It is often said that one of the key to endurance sports is pacing. Most people who have enjoyed the sport of triathlon or any one of its components in a race environment know the truth behind the importance of proper stamina over long periods of time and how an early sprint can kill a race. As I watched the 2009 Ironman World Championships, I heard someone (I think it was Dave Allen) comment that the race doesn’t start at mile 13 of the marathon; for those unfamiliar with the event that would be after a 2.4 mile swim, a 112-mile bike ride and the first half the marathon. That same month, Lance Armstrong reminded some of the Livestrong runners in the New York City marathon this year that “Remember, 20 miles is half way..”. All these endurance athletes know full well that maintaining that pace is crucial to finishing strong in any endurance event and – as I discovered over the years – in business events as well.

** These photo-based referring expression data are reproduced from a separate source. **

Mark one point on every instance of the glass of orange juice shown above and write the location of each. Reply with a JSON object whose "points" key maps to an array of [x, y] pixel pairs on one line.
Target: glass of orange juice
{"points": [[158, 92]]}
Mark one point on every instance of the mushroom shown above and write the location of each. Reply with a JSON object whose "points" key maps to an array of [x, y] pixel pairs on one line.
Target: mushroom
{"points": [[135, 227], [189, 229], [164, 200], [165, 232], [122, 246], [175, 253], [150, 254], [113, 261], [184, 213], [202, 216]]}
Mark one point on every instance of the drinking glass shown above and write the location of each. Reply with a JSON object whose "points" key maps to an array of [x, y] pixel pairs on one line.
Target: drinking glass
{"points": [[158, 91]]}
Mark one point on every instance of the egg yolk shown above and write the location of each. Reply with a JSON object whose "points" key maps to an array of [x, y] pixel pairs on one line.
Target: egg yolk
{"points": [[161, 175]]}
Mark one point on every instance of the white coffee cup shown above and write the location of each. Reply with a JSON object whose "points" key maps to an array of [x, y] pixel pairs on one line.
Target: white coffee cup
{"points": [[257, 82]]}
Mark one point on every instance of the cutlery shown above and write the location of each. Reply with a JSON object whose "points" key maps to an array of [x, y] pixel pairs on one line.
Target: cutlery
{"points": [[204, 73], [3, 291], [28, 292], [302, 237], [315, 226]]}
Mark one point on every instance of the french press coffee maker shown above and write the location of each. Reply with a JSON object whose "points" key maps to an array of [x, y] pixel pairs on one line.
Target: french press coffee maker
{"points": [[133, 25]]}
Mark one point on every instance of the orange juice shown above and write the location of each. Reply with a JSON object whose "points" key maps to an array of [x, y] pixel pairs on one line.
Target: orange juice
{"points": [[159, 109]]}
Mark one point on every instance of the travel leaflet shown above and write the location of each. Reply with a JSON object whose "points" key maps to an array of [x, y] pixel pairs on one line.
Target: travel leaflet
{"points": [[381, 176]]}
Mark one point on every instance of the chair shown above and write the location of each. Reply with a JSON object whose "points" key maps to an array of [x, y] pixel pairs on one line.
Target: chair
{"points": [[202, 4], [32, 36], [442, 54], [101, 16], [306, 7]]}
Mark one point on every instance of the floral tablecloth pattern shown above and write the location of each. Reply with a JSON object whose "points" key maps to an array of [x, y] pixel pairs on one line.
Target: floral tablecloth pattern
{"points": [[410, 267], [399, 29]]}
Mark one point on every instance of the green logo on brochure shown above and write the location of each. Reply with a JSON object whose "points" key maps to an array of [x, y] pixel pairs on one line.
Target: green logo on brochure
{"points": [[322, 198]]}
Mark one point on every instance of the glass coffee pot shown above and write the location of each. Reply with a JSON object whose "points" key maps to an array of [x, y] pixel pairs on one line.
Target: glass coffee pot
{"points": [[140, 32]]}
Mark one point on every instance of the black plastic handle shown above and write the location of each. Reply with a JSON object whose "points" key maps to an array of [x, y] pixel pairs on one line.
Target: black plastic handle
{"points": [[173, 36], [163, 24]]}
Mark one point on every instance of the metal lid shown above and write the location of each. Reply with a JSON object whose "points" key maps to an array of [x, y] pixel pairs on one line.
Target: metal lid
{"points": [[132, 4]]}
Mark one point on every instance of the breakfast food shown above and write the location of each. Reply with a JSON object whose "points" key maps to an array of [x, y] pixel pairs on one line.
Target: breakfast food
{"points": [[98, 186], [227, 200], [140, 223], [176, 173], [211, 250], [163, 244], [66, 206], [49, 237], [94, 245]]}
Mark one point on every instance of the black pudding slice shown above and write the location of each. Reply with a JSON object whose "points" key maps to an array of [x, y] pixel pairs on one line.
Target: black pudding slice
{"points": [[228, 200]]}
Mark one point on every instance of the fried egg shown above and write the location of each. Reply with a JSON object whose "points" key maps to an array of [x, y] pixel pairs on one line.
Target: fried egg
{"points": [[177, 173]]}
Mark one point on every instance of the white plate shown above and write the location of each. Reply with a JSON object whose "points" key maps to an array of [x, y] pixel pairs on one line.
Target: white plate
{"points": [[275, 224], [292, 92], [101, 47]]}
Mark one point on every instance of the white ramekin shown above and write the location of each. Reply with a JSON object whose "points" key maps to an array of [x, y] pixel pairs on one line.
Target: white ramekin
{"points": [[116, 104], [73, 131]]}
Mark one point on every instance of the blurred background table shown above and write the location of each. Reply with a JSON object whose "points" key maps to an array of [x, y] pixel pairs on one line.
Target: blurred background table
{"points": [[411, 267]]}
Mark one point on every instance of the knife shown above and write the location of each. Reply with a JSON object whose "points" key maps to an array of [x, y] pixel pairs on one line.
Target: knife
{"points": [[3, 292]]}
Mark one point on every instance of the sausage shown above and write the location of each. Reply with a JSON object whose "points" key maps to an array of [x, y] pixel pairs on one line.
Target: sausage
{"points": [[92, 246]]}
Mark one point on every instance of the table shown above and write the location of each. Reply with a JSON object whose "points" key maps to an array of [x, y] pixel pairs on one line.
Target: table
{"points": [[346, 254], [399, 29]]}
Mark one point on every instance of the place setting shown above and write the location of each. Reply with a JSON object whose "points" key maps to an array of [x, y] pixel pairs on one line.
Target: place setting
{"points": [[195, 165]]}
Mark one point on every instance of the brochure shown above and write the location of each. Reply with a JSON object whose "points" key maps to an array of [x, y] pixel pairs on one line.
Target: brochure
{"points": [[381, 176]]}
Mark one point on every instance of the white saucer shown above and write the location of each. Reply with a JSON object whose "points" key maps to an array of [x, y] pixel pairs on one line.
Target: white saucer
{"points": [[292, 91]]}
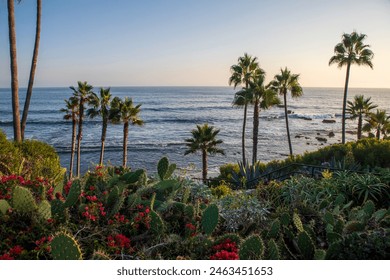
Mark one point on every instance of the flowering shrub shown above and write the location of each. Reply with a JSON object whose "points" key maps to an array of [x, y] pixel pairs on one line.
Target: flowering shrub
{"points": [[227, 250]]}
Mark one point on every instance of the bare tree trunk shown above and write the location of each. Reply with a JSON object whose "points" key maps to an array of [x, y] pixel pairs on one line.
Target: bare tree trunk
{"points": [[345, 103], [360, 124], [80, 135], [33, 68], [14, 71], [255, 131], [125, 135], [243, 134], [287, 126], [204, 166], [74, 123]]}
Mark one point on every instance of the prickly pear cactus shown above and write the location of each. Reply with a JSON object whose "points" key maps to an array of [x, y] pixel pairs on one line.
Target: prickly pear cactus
{"points": [[44, 210], [297, 222], [65, 247], [132, 177], [100, 255], [157, 225], [319, 254], [73, 195], [4, 206], [274, 230], [305, 245], [273, 250], [58, 210], [162, 167], [189, 212], [252, 248], [210, 219], [23, 201]]}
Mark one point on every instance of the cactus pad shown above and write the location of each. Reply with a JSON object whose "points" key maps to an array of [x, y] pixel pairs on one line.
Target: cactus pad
{"points": [[273, 250], [23, 200], [73, 195], [4, 206], [252, 248], [65, 247]]}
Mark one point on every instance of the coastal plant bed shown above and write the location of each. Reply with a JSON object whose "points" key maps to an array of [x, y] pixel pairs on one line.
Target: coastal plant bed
{"points": [[113, 213]]}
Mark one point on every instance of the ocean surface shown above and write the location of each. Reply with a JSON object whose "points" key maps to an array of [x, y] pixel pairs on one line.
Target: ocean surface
{"points": [[170, 113]]}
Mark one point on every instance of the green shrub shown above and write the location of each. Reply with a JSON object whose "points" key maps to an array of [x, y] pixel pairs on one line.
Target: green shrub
{"points": [[30, 159]]}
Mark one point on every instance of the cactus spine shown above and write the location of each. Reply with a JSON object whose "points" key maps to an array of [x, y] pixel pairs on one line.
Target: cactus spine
{"points": [[23, 200]]}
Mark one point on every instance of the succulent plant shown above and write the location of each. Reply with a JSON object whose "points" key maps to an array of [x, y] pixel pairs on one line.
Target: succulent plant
{"points": [[252, 248], [65, 247], [23, 200]]}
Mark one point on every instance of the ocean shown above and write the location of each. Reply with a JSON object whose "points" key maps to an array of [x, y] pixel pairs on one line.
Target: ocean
{"points": [[170, 113]]}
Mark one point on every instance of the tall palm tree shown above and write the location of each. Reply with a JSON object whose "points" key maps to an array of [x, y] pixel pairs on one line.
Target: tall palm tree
{"points": [[350, 51], [101, 107], [243, 73], [71, 113], [379, 122], [124, 111], [33, 67], [83, 94], [204, 140], [14, 71], [359, 108], [262, 98], [283, 83]]}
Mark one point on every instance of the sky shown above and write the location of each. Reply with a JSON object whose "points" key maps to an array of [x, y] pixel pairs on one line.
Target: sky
{"points": [[193, 42]]}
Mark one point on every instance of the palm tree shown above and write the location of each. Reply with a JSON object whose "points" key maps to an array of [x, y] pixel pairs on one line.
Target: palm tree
{"points": [[358, 108], [379, 122], [14, 71], [242, 74], [204, 140], [283, 83], [71, 113], [101, 107], [261, 98], [83, 94], [33, 68], [124, 111], [350, 51]]}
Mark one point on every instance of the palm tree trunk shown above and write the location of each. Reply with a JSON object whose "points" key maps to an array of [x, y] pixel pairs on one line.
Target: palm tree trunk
{"points": [[74, 123], [104, 132], [80, 135], [345, 103], [33, 68], [204, 166], [243, 134], [287, 126], [125, 134], [255, 131], [360, 124], [14, 71]]}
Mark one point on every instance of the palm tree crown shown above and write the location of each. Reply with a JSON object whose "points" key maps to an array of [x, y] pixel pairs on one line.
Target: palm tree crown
{"points": [[243, 73], [124, 111], [359, 108], [262, 98], [350, 51], [204, 140], [283, 83]]}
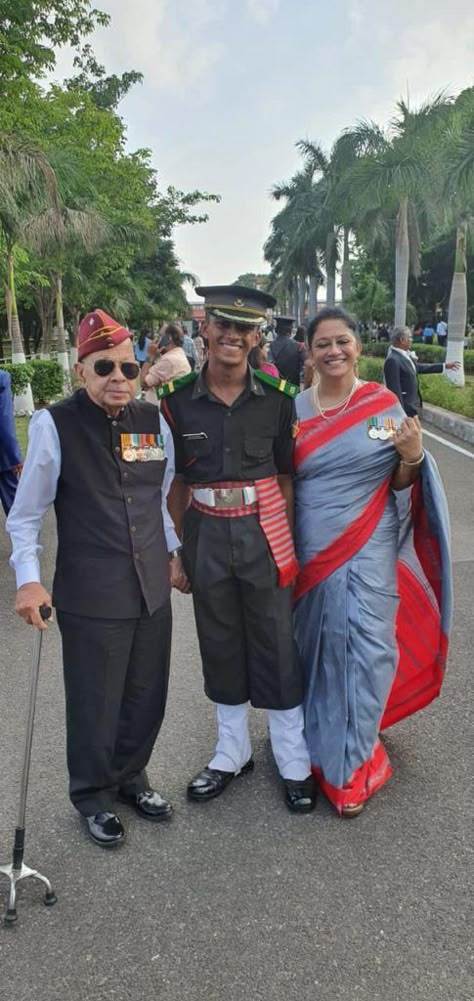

I am often called upon to support large opportunities as a subject matter expert or from a general advisory perspective. I’ve always enjoyed participating in these “mega-deals” as I get to learn directly from the clients what they are looking for and I have an opportunity to have a large impact on the business. As such, I often raise my hand to join these projects. When I started in these roles many years ago, before even joining my present company, I blindly followed others who typically really kick things into high gear and hit the ground running. There’s always so much to do in these engagements and there’s enough work to go around that one could work 24 hours a day and still not get everything accomplished. It’s usually quite easy to burn out rapidly in these long and often stressful events.
Some people – as I did in my early years – perform a herculean effort early on in the project only to crash well before the proposal is due leaving the team with additional burden to pick up. Others always seem to have an uncanny ability to float up above like an eagle, supporting the deal of course but with a more moderate effort. As the deal comes closer to the end and as the team gets nearer the finish line, these people fly down low and start accelerating their participation and often carry it across the line. This analogy is similar between sports and business where pacing yourself serves not only you but the team well. It prevents burning up too fast and it offers more support when it is truly needed.
Now this doesn’t mean that at the end of a complex sales pursuit one can’t pull an all-nighter to put the finishing touches on a proposal, it just means that those should be saved for the end just like a sprint at the end of a race. Though I won’t give the entire credit to my triathlon journey for the discovery of this analogy and strategy in both sports and business, I will however note that this is one element when both passions are complimentary. The sports has certainly given men some insight into pacing, reverse-splits, and stamina. The business on the other hand has given me some mental toughness, and helped build a psyche that can endure long stressful events.
I now find myself in the last 3-day sprint of a large and complex proposal where the hours seem to never end and stress heightens the senses. I’m ready for this last push and I know that triathlons have made me a better businessman and business a better triathlete. After crossing that finish line, I can go back home with my head held high knowing that I ran a good race and finished strong. Though I loved my time in France, I must say that I’m truly looking forward to seeing my family again.